Let me know if this is of any help, could take a look at some point this weekend maybe if not.

Answer 2 · 2023-09-13T10:27:05.000Z

okay thanks, big relief , I rewrote the functions for AEC and converted them to parallel:

#api_test(env)

env_parallel = aec_to_parallel(env)

test parallel env

parallel_api_test(env_parallel, num_cycles=10_000)

it passed both the initial tests, lets see if they work with Stable baselines PPO... cheers !!

Answer 3 · 2023-09-13T14:01:27.000Z

Great to hear. For what it’s worth, if you want multi-agent algorithms AgileRL and RLlib are likely the best options currently. SB3 I effectively just hacked to work for multi-agent environments. Agile we have a new tutorial for here https://pettingzoo.farama.org/main/tutorials/agilerl/, and RLlib here though you will need to use the nightly release of ray https://pettingzoo.farama.org/main/tutorials/rllib/ and https://docs.ray.io/en/latest/ray-overview/installation.html#daily-releases-nightlies

Answer 4 · 2023-09-13T16:24:23.000Z

Thanks !! yes I just learnt that about SB3... the hard way !! The real issue with my environment is that all agents have a different and independent observation space and hence the struggle with SB3, its more of a comparison between agents with different handicaps rather than co-operation.

Agile looks really promising, giving it a try now, and thanks for the tip on Ray, it just saved me a few hours, I was just starting to experiment with Ray.

The last goal would be to send all agent generated messages to an LLM....I will try these out and keep you posted... thanks again !!

I just joined the discord server as well..

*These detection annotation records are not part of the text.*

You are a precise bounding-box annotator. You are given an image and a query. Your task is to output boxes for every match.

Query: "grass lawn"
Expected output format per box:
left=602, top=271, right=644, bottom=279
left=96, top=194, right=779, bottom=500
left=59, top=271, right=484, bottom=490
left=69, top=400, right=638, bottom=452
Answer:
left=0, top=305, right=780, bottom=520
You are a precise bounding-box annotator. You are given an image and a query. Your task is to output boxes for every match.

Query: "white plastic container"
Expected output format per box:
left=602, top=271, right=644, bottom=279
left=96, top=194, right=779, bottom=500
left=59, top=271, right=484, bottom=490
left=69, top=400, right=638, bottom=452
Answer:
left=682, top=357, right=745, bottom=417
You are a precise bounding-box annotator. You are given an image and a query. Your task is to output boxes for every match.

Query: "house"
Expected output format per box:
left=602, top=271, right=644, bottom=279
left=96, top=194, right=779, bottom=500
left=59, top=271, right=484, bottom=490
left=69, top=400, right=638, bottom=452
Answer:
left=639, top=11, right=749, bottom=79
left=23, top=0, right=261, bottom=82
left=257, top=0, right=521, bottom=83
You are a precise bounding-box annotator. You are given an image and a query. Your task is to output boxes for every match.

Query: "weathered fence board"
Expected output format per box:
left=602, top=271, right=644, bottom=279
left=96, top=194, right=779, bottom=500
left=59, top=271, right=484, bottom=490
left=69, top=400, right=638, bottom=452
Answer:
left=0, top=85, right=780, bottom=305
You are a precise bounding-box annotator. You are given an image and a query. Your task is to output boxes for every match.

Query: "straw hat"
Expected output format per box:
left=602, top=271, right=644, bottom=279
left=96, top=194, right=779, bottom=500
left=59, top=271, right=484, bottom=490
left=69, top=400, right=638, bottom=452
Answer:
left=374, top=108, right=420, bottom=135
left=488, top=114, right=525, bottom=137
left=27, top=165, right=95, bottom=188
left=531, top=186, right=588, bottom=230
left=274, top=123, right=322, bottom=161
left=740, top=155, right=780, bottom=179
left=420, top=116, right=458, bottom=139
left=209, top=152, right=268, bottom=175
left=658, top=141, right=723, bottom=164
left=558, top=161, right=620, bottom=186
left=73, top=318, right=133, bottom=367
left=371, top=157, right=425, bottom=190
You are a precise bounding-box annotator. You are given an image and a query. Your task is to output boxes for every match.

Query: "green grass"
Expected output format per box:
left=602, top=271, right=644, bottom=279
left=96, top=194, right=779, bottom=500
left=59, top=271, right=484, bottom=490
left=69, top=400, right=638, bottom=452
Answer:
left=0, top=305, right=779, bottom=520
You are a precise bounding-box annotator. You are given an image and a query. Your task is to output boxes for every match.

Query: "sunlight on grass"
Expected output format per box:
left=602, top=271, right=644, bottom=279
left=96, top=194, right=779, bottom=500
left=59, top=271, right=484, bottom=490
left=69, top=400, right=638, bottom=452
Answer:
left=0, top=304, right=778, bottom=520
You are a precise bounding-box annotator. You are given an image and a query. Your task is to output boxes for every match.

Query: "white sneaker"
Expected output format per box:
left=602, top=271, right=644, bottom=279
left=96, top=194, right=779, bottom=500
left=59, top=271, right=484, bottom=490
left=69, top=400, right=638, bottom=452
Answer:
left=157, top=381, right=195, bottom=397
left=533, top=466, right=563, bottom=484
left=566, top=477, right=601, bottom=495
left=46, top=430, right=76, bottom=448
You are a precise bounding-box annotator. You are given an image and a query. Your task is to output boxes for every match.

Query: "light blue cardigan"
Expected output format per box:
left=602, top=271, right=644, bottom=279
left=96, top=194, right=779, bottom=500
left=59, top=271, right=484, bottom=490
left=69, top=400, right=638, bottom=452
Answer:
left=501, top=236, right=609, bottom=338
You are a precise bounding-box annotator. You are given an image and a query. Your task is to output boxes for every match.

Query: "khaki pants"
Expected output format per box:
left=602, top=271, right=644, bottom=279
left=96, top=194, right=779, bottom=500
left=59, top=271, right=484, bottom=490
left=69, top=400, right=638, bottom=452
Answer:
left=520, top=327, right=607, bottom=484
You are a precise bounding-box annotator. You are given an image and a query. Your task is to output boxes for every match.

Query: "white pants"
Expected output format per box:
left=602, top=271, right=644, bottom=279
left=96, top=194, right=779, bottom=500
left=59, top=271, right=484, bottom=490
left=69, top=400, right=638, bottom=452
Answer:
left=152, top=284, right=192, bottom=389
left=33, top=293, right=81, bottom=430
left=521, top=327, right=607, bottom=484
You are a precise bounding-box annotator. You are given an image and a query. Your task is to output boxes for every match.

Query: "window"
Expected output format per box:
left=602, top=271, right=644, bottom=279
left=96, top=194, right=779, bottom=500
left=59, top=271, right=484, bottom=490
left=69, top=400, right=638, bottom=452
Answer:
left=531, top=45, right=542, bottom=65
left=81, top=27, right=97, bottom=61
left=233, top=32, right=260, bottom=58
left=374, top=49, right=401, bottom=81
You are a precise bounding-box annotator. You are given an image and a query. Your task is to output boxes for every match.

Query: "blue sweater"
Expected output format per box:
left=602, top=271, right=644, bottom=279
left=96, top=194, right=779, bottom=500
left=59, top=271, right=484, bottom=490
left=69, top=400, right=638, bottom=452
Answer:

Answer 5 · 2023-09-13T16:59:32.000Z

Ray actually just recently had a PR which allows for different spaces with observations and actions I believe, not merged yet AFAIK but they said in the 2.8 release it will be, which they expect to be in early October (2 weeks in or so). But you can install the Ray nightly as soon as that pr is merged, or build it locally from that PR. ray-project/ray#39459

I recommend using agile for now then doing that PR when it’s merged if agile doesn’t work. Post in our discord if you have questions about agile, a few devs there have helped with questions from other users.

Answer 6 · 2023-09-13T20:04:03.000Z

And about the LLM bit, we have an example using LangChain with PettingZoo on our tutorials, as well as ChatArena showing LLM agents interacting with PettingZoo envs. There aren’t many examples of environments with text action spaces. Minigrid uses it for observation space as it contains a description of the task, and I have some environments for a not yet public project, but if you have questions about it be sure to ask in discord.

Closing this as it seems like the issue was fixed, though it could potentially serve us to make the API test error a bit better, but I don’t really know what caused the issue exactly so it’s hard to move forwards.